LOS ANGELES – When the Lakers had most of their star power healthy recently, their starting lineup featured three players — Malik Beasley, Jarred Vanderbilt and D'Angelo Russell — who were on the Timberwolves less than a calendar year ago.

When the team takes the floor Friday night, the Lakers likely won't have Russell, who is listed as out because of a sprained ankle. The Lakers also won't have another significant member of their starting lineup, LeBron James, who is out multiple weeks because of a foot injury.

But the Wolves are going to face old friends Beasley and Vanderbilt for the fourth time this season. The pair will end up facing the Wolves five times total should both be healthy when the Lakers come to Minneapolis on March 31. The Wolves had a hand in making this happen, as they were a part of the three-team trade that sent each to Los Angeles.

It was the second time in their careers that they were traded together and each time involved Wolves President Tim Connelly, who traded them twice, once in Denver and once with Minnesota.

They are 2-1 against the Wolves so far when they played with Utah, and they helped that team defy early-season expectations to join the mix for a playoff or play-in spot. Now they are trying to boost the Lakers to the same position. The Wolves hold a 1 ½ game lead on the Lakers headed into Friday.

"I'm sure [extra motivation] exists for them," coach Chris Finch said. "Obviously whenever they make a play they let the bench know about it. That's always fun."

Finch said that last sentence in his best deadpan tone.

Beasley has averaged 16 points in the three meetings against the Wolves this season while Vanderbilt has averaged 10.3 points and 10.7 rebounds against his former team.

"It's friendly competition," Wolves guard Nickeil Alexander-Walker said. "You build relationships with these guys so you're going to want to talk smack and win the game. I know being traded from a team does add fuel to it, being there multiple times. It's definitely going to be one of those games where everyone is friendly until the game comes."

Alexander-Walker was most recently teammates with Vanderbilt and Beasley in Utah, and he said it was "sad" that the team had to break up.

The Wolves said they will likely have a little extra incentive, even after facing them three times already this season.

"We get amped up.
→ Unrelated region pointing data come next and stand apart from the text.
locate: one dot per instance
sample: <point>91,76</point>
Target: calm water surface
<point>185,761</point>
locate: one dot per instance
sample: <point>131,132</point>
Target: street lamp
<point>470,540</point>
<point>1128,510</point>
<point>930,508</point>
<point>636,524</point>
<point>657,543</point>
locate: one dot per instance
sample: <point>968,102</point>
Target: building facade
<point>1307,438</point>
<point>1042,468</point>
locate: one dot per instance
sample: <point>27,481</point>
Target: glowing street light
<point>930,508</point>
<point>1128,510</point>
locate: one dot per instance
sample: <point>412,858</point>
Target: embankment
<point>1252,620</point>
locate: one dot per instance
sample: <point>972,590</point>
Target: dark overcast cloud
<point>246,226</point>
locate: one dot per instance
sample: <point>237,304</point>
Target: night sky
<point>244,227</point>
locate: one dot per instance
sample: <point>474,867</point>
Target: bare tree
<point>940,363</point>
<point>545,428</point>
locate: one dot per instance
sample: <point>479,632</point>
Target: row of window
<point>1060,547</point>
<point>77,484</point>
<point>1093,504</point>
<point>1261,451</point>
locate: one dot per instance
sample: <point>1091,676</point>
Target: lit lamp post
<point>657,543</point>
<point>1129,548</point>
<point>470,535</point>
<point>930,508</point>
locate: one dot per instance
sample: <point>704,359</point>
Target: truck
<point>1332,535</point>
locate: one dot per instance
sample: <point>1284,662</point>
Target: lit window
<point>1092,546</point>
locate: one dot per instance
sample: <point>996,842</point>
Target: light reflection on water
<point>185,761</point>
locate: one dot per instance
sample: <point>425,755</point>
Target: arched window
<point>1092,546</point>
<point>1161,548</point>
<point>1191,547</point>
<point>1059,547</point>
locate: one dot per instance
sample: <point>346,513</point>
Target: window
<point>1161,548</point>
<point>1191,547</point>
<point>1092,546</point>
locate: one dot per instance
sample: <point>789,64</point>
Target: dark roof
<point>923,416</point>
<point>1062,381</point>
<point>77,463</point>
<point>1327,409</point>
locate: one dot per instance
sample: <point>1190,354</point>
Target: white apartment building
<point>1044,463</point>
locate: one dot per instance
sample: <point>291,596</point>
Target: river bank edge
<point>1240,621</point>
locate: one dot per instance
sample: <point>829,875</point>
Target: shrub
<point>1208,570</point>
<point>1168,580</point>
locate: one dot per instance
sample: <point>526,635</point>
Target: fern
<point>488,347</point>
Especially Jaden [McDaniels], he was talking about it," center Naz Reid said. "He was trying to guard D-Lo as well. Those matchups are always fun. Those are guys you know personally and then they're going to bring it on both sides of the floor."

This matchup has more urgency than any other time they have faced each other this season. The Lakers are trying to keep their playoff hopes afloat while James recovers. Vanderbilt has been a big part of that, as the Lakers fan base has fallen in love quickly with his brand of hustle and defense. Vanderbilt keyed a 27-point comeback victory over the Mavericks on Sunday with 15 points and 17 rebounds.

Recent articles from the Lakers beat have referenced Vanderbilt being "a steal" in the trade.

"His value for our team, you can't even put it into words," forward Anthony Davis told reporters after the Dallas game.

The Wolves are rooting for their former teammates. They just need them to not play as well Friday.

"It's all love," Reid said. "But definitely going to bring that [extra energy]. It's an internal game between us and we're all playing hard and having a great game against each other."